Explain SMBC — the wiki for Saturday Morning Breakfast Cereal

dolphins

2020-06-11 View on smbc-comics.com → 1 revision
dolphins
Votey panel for dolphins
This explanation is incomplete or may contain errors. It was generated by AI and has not yet been reviewed by a human editor.

Explanation

The Joke

Scientists report that they took evidence that dolphins recognize themselves in mirrors, analyzed the subset of dolphins that use tools, and then built up a complete grammar from dolphin vocalizations. They describe how their behavioral analysis slowly built a picture of dolphin intelligence, eventually constructing a full dolphin language. When asked what the dolphins are actually saying, the scientists reveal it is just variations of "ee" sounds.

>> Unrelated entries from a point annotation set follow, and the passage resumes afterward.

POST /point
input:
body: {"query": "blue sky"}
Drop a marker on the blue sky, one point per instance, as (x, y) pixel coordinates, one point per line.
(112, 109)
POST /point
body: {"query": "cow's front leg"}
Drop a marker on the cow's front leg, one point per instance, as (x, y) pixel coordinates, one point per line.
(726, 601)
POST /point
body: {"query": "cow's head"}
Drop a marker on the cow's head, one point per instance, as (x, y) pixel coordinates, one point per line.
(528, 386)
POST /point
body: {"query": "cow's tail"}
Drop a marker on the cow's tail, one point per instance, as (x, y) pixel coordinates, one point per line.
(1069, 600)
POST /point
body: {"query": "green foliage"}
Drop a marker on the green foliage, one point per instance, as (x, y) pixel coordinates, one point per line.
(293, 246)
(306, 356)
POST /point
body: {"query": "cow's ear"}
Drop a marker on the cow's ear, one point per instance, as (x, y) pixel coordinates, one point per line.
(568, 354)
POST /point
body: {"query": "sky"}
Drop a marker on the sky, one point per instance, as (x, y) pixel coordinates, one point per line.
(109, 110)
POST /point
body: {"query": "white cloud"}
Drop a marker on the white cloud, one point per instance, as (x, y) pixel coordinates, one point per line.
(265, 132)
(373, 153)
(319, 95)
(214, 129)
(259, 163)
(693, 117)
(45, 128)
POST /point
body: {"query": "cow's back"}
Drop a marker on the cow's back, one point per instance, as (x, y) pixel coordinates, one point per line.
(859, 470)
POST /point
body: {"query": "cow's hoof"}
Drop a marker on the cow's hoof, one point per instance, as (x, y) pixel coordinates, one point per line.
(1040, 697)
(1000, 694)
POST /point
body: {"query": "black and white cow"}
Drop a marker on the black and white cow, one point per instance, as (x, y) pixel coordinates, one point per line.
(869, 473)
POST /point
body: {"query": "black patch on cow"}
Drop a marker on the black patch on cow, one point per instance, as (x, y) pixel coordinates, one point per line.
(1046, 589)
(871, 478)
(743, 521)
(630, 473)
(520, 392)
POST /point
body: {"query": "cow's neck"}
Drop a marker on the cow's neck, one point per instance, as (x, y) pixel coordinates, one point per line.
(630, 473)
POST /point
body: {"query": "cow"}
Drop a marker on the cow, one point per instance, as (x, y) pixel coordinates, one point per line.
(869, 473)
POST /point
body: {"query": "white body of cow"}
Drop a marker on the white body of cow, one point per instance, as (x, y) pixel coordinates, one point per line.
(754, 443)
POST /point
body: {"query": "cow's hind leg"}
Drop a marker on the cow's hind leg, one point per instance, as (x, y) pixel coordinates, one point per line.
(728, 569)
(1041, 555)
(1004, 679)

A colleague suggests they could teach dolphins to wear clothes, but then the final panel shows dolphins swimming freely underwater with the observation: "They are more civilized than we gave them credit for" -- implying that dolphins are smart enough to not bother with clothes.

The Humor

The comic plays on the popular fascination with dolphin intelligence and the recurring scientific efforts to prove dolphins are "almost as smart as humans." The buildup creates an expectation that dolphin language will contain some profound insight, but the actual content is just simple squeaking sounds -- deflating the grandiose narrative. The final joke inverts expectations again: instead of humans teaching dolphins to be more "civilized" by wearing clothes, the comic suggests dolphins are actually more civilized precisely because they do not wear clothes. This is a jab at human conventions and the assumption that our cultural norms (like wearing clothing) are signs of advancement rather than arbitrary social constructs. The dolphins, swimming freely, have it figured out better than we do.

References

The comic references real ongoing research into dolphin cognition, including mirror self-recognition tests (which dolphins can pass, placing them in a small group of animals with apparent self-awareness) and observations of dolphins using tools (such as sponges to protect their snouts while foraging).